California Digital Library

Digital Image Format Standards

Version 2

 

July 9, 2001

Reviewed and updated annually

Table of Contents

 

 

Introduction *

Definition of a Digital Image *

Digital Masters *

Digital Image Storage Formats *

Specific Minimum Resolution and File Formats *

Quality Control *

Standards Development Process *

Distribution *

Introduction

 

This document addresses the standards for archival quality, digital image collections for the California Digital Library. In conjunction with the companion document, California Digital Library Digital Object Collection Standards, these standards describe image quality considerations, file formats, storage and access standards for digital images created by or incorporated into the CDL as part of its permanent collections. They attempt to balance adherence to industry standards, reproduction quality, access, potential longevity and cost. Adherence to these standards is required for all CDL contributors and may also serve University of California staff as guidelines for digital image creation and presentation.

At a minimum, digital image collections incorporated into the CDL must have the following components.

These standards are not intended to address all of the administrative and technical issues surrounding the creation of digital image collections and they do not describe operational procedures for digitization. "Best Practices for Image Capture," a companion to these standards, describes best practices for libraries, archives, and museums; it does not define standards, but instead provides an overview of the issues that need to be addressed when initiating a digital imaging project.

Definition of a Digital Image

A digital image is defined for the purposes of this document as a raster based, 2-dimensional, rectangular array of static data elements called pixels, intended for display on a computer monitor or for transformation into another format, such as a printed page.

Digital Masters

Digital master files are created as the direct result of image capture. The digital master should represent as accurately as possible the visual information in the original object. Digital images should be created through the direct scanning or imaging of the original object. However, if the original object can not be digitized directly due to its size or other attributes, it may be necessary to use a photographic intermediary. Care should be taken that the photographic intermediary is well documented and represents the original object as accurately as possible.

The primary function of digital master files are to serve as a long-term archival record and as a source for derivative files. A digital master file may serve as a surrogate for the original, may completely replace originals or may be used as security against possible loss of originals due to disaster, theft and/or deterioration. Derivative files are created from digital master images for editing or enhancement, conversion of the master to different formats, and presentation and transmission over networks.

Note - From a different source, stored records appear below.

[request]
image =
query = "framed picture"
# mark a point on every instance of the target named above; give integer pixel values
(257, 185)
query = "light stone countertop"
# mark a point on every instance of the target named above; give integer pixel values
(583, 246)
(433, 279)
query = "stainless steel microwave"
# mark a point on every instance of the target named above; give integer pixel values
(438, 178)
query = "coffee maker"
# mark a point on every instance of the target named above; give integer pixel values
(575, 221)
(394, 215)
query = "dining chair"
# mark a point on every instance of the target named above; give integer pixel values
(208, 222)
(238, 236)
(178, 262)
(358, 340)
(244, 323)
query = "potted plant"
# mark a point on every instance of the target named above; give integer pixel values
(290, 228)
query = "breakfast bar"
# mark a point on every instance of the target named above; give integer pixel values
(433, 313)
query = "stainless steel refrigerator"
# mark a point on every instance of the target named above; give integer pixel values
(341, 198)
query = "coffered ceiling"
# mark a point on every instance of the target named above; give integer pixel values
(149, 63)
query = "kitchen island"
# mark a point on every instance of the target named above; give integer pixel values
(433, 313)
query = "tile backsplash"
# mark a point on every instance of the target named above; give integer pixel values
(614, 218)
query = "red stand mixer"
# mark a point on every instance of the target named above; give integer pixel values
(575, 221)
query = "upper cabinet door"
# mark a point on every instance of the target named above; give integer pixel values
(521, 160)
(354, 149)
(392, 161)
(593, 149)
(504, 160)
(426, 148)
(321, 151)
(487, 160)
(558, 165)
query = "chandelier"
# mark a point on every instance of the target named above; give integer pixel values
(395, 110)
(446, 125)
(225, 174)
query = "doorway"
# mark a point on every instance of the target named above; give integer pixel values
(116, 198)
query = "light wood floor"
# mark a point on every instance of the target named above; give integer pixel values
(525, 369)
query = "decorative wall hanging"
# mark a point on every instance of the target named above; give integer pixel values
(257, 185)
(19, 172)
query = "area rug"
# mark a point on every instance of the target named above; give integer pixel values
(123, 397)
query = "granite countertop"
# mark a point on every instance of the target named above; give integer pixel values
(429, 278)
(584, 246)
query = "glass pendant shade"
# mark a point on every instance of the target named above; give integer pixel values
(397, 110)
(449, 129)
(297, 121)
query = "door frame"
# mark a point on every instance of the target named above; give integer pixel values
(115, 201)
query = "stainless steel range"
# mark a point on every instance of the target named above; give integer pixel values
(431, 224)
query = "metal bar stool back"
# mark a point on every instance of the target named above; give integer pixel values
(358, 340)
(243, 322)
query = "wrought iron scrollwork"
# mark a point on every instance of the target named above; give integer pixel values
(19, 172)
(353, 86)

Long term preservation of digital master files requires a strategy of identification, storage, and migration to new media, as well as policies about image use and access to them. It is essential that master files remain unaltered over time. Lossy compression techniques, such as GIF and JPEG, should not be applied to master files and migration procedures should include quality control procedures to ensure that the integrity of the files is maintained throughout the entire process.

The specifications for derivative files used for image presentation may change over time; digital masters can serve an archival purpose, and can be processed by different presentation methods to create necessary derivative files without the expense of digitizing the original object again. Because the process of image capture is so labor intensive, the goal should be to create a master that has a useful life of at least fifty years. Therefore, collection managers should anticipate a wide variety of future uses, and capture at a quality high enough to satisfy these uses. In general, decisions about image capture should err towards the highest quality.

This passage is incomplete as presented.